Unnamed: 0,0,1,2,3,4
label,4,0,4,2,2
features,"[1.44255, 103.7958]","[1.33235, 103.78521]","[1.44246, 103.79667]","[1.34541, 103.95712]","[1.34567, 103.95963]"
latitude,1.44255,1.33235,1.44246,1.34541,1.34567
longitude,103.796,103.785,103.797,103.957,103.96
neighbourhood_group,North Region,Central Region,North Region,East Region,East Region


In [15]:
# split data for testing and training

train, test = df.randomSplit([0.8, 0.2], seed = 2018)
print("Training Dataset Count: " + str(train.count()))
print("Test Dataset Count: " + str(test.count()))

#### 03. Use the Decision Tree Classifier

In [17]:
from pyspark.ml.classification import DecisionTreeClassifier

dt = DecisionTreeClassifier(featuresCol = 'features', labelCol = 'label', maxDepth = 3)
dtModel = dt.fit(train)
predictions = dtModel.transform(test)
predictions.select('latitude', 'longitude', 'label', 'rawPrediction', 'prediction', 'probability').show(10)

In [18]:
from pyspark.ml.evaluation import BinaryClassificationEvaluator

evaluator = BinaryClassificationEvaluator()
print("Test Area Under ROC: " + str(evaluator.evaluate(predictions, {evaluator.metricName: "areaUnderROC"})))

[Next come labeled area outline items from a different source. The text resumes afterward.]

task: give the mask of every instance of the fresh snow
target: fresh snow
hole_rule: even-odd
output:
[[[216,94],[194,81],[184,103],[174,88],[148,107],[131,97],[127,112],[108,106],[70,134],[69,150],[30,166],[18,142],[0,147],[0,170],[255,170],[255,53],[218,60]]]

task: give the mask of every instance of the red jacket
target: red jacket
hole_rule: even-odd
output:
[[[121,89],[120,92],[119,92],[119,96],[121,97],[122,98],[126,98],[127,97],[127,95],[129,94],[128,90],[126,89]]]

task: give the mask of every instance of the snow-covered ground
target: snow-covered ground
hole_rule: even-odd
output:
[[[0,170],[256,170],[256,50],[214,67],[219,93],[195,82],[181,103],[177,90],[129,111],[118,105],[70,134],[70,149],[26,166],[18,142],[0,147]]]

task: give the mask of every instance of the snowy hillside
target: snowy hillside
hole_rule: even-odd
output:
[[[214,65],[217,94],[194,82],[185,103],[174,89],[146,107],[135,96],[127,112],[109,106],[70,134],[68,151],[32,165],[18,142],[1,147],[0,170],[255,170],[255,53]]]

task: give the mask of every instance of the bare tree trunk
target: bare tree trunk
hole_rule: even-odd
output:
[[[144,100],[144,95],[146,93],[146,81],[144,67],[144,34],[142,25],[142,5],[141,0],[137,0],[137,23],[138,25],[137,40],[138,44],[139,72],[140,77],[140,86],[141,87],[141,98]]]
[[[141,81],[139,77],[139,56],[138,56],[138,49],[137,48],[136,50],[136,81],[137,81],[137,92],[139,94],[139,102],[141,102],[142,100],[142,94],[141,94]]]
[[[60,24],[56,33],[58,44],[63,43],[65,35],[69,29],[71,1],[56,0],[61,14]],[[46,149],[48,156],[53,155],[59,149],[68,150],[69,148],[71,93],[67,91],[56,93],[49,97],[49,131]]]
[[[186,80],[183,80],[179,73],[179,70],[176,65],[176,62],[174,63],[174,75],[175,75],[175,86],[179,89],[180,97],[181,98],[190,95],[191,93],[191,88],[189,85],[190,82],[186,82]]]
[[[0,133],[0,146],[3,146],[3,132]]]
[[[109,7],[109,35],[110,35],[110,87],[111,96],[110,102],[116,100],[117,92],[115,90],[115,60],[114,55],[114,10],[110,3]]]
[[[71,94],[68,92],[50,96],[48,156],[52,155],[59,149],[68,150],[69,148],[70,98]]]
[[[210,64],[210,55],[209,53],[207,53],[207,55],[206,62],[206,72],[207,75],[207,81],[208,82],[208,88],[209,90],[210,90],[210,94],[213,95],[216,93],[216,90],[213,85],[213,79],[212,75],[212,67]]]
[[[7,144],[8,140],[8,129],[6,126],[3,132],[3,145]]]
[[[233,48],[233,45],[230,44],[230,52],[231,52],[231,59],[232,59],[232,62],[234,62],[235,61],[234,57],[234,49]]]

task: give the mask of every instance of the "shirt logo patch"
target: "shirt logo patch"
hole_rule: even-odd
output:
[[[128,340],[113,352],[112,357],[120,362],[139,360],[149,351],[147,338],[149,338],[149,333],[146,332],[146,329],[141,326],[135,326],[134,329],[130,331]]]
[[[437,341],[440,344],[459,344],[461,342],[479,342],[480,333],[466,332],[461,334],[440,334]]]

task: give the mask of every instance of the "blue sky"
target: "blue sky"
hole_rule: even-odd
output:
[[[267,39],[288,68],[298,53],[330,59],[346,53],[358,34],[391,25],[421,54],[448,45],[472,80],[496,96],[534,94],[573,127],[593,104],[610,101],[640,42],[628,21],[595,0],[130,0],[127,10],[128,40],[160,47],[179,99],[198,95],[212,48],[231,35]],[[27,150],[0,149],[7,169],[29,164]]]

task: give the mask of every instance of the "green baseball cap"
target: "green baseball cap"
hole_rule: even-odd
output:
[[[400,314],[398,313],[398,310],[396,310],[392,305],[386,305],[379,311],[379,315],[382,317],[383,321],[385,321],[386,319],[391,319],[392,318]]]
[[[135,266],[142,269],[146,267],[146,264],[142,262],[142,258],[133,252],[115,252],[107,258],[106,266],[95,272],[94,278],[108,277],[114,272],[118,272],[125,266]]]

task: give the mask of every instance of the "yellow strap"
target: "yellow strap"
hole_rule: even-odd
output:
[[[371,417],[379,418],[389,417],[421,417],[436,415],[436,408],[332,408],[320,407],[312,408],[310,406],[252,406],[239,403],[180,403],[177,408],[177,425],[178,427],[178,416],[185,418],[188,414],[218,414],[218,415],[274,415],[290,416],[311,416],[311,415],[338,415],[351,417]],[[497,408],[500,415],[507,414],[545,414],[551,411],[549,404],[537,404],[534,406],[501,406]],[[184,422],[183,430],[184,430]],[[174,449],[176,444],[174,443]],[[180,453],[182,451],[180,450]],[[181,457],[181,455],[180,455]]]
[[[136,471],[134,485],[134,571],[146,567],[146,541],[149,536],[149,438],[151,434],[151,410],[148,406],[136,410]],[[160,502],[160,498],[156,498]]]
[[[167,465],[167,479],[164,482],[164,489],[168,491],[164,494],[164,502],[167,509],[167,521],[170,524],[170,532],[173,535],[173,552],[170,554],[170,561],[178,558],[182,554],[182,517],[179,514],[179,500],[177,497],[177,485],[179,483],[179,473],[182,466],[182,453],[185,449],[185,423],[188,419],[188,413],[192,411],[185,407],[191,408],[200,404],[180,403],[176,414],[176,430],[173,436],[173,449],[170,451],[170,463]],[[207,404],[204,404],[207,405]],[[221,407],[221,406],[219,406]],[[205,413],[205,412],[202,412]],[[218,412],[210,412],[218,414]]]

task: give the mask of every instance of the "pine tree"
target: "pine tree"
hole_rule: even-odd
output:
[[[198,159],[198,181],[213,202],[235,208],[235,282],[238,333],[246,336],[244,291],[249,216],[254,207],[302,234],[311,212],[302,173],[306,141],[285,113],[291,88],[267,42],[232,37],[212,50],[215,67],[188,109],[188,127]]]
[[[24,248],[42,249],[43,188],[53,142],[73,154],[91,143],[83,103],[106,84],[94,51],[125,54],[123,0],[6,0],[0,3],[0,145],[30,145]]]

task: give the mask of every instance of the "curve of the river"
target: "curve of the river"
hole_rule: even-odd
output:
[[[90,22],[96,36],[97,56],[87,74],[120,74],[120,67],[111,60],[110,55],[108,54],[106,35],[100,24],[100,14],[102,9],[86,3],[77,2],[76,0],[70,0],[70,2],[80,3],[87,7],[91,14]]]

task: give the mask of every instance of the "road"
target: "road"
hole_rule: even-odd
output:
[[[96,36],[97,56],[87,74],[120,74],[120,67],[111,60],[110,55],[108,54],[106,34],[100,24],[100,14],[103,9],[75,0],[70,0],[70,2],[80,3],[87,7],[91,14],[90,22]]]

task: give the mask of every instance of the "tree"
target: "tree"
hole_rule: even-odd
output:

#### 03. Use the Logistic Regression Model

In [20]:
from pyspark.ml.classification import LogisticRegression

# We can also use the multinomial family for binary classification
mlr = LogisticRegression(maxIter=10, regParam=0.3, elasticNetParam=0.8, family="multinomial")

# Fit the model
mlrModel = mlr.fit(train)

In [21]:
# Print the coefficients and intercepts for logistic regression with multinomial family
print("Multinomial coefficients: " + str(mlrModel.coefficientMatrix))
print("Multinomial intercepts: " + str(mlrModel.interceptVector))

In [22]:
# Make predictions on the test set

predictions = mlrModel.transform(test)
predictions.select('latitude', 'longitude', 'label', 'rawPrediction', 'prediction', 'probability').show(10)

In [23]:
#Evaluate our Logistic Regression model.
from pyspark.ml.evaluation import BinaryClassificationEvaluator

evaluator = BinaryClassificationEvaluator()
print('Test Area Under ROC', evaluator.evaluate(predictions))

Since the low accuracy of the prediction I trainned multiple model to compare the most accurate model. So Logistic Regression Model is used for this solution.